Flow Sink

Overview and Key Concepts

The flow sink is used to destroy material at the boundary of the model. The sink has a maximum input rate at which it will accept material. This rate can be set in the properties window, or changed dynamically during the model run. By default, the maximum input rate is unconstrained.

Events

The sink uses the standard events that are common to almost all FloWorks objects. See FloWorks Triggers for an explanation of these events.

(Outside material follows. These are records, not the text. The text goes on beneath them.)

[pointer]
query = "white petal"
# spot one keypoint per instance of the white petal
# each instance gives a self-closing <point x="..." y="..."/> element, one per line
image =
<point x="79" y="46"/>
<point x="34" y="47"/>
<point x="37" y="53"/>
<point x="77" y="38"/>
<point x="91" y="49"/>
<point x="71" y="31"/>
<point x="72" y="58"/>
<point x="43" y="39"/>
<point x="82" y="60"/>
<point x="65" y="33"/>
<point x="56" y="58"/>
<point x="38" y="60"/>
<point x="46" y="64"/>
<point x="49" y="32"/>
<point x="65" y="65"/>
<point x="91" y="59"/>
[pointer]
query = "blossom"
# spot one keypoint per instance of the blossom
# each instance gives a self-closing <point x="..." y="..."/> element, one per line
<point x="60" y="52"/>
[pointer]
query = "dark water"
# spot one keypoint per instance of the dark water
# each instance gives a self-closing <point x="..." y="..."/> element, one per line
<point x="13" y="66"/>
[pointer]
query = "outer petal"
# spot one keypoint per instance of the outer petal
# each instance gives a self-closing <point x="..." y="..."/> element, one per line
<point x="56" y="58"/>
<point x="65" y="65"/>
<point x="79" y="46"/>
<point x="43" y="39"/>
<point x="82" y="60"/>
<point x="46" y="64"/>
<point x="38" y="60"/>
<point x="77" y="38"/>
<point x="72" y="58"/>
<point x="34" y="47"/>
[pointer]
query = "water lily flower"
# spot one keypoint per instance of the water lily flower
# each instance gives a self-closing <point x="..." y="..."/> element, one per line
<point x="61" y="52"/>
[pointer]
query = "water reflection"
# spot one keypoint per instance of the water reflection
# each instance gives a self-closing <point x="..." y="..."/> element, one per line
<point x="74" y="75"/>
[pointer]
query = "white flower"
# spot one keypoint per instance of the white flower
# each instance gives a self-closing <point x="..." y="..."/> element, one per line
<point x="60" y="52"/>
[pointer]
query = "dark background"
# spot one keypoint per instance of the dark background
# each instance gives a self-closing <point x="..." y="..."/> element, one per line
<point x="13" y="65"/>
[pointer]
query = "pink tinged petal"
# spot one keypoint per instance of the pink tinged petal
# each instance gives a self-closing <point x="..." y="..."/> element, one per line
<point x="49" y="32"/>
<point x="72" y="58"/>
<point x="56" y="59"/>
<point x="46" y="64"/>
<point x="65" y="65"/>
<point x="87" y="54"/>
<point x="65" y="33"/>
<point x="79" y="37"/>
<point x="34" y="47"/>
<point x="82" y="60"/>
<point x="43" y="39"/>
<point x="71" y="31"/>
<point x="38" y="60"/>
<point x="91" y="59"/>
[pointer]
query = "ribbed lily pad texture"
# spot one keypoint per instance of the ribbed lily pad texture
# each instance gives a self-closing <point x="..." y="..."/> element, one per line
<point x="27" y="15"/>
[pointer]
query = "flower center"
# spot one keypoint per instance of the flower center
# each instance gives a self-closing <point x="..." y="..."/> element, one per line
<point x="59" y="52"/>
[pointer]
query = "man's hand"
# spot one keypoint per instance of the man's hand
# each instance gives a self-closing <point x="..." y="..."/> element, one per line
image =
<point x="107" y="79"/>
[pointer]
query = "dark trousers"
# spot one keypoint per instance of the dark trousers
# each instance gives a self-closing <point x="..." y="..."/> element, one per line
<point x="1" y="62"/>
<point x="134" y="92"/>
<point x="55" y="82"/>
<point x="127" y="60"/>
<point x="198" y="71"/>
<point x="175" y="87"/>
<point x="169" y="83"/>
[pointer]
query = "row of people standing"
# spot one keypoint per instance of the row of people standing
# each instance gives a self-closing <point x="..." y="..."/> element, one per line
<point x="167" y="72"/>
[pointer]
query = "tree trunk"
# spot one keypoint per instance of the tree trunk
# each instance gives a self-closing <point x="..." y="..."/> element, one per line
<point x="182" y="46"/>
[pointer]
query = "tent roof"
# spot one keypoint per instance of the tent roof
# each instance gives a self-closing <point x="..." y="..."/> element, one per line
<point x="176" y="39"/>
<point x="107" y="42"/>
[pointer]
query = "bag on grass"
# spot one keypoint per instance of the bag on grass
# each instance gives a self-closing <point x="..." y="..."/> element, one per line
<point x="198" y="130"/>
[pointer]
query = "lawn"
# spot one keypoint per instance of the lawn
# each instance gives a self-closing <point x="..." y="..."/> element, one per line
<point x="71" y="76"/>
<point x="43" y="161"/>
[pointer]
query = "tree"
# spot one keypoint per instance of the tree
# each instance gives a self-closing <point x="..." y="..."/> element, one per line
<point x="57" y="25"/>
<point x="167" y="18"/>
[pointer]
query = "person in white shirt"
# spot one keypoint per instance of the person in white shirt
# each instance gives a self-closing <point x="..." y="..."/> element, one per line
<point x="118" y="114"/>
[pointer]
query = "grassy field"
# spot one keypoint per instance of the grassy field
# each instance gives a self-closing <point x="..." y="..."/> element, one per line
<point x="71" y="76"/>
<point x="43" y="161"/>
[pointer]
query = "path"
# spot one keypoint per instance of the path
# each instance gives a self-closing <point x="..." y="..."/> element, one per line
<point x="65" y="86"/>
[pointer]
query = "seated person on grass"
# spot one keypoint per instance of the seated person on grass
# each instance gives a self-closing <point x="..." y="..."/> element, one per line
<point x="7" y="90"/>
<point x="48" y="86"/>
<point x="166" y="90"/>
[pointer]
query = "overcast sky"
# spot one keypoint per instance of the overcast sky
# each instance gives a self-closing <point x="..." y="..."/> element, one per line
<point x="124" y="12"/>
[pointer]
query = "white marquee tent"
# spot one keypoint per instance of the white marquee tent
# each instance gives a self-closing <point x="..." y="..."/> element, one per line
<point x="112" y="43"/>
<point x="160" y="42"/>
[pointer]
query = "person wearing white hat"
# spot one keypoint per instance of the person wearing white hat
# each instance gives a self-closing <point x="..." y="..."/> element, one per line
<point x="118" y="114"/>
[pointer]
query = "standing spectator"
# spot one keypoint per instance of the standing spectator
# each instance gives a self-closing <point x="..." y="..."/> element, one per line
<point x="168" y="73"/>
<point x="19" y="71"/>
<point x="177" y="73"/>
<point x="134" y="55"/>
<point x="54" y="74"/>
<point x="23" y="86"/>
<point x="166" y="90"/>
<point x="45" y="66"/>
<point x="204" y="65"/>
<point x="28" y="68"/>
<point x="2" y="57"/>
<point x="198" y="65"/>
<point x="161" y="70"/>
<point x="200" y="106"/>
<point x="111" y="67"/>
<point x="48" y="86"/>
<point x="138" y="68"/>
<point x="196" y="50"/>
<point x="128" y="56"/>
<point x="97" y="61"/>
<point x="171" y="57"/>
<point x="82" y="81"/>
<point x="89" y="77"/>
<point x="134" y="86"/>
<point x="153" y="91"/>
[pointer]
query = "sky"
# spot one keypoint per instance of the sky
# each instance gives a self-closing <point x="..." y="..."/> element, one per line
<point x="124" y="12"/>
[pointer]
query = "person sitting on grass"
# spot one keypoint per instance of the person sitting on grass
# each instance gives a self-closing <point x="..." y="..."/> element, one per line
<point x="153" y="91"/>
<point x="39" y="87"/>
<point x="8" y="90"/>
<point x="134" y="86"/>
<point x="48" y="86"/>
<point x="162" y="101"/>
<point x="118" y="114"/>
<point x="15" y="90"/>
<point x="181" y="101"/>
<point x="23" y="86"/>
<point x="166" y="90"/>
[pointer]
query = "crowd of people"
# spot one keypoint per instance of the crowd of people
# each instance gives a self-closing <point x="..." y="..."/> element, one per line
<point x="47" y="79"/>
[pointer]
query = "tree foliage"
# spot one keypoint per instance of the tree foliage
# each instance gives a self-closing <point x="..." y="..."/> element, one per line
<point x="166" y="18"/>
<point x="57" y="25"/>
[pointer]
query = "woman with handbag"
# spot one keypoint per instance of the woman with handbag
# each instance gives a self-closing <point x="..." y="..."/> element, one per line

Note that the sink only accepts flow input so all events and properties that are related to the output flow, such as the On Output trigger, are not available for this object.

States

For statistical purposes, the sink's FloWorks state profile will be in one of the following states at various points during a simulation run. The current state can be viewed by clicking on the object and then viewing the Statistics pane in Quick Properties.

Idle

The sink is not receiving any flow. This may be because its own input is closed, upstream objects are blocked, or the maximum inflow rate is set to zero.

Collecting

The sink is receiving a non-zero flow from upstream.

Statistics

The flow sink tracks the following statistics. These can be viewed by clicking on the object and then viewing the Statistics pane in Quick Properties.

Input

The total amount of flow, measured in fluid units, that has entered the sink.

Flow rate

The current input rate of the sink, measured in fluid units per time unit.

Utilization

The ratio of the input volume (total amount of inflow) to the maximal possible value for that statistic.

For example, if you run the model for two hours and the maximum flow rate was 10 for one hour and 20 for the second hour, while the actual flow rate was 10 per hour during the whole run, the utilization will be (20 (total flow)) / (10 + 20 (maximal flow)) × 100% ≈ 67%.

Properties

The flow sink object uses the following properties panels:

Custom coding

You may control the behavior of the flow sink dynamically by writing FlexScript, for example in a Script window or by changing the code behind one of the options in an object trigger.

The flow sink is an instance of the FlowObject class, see the class reference for information about its properties.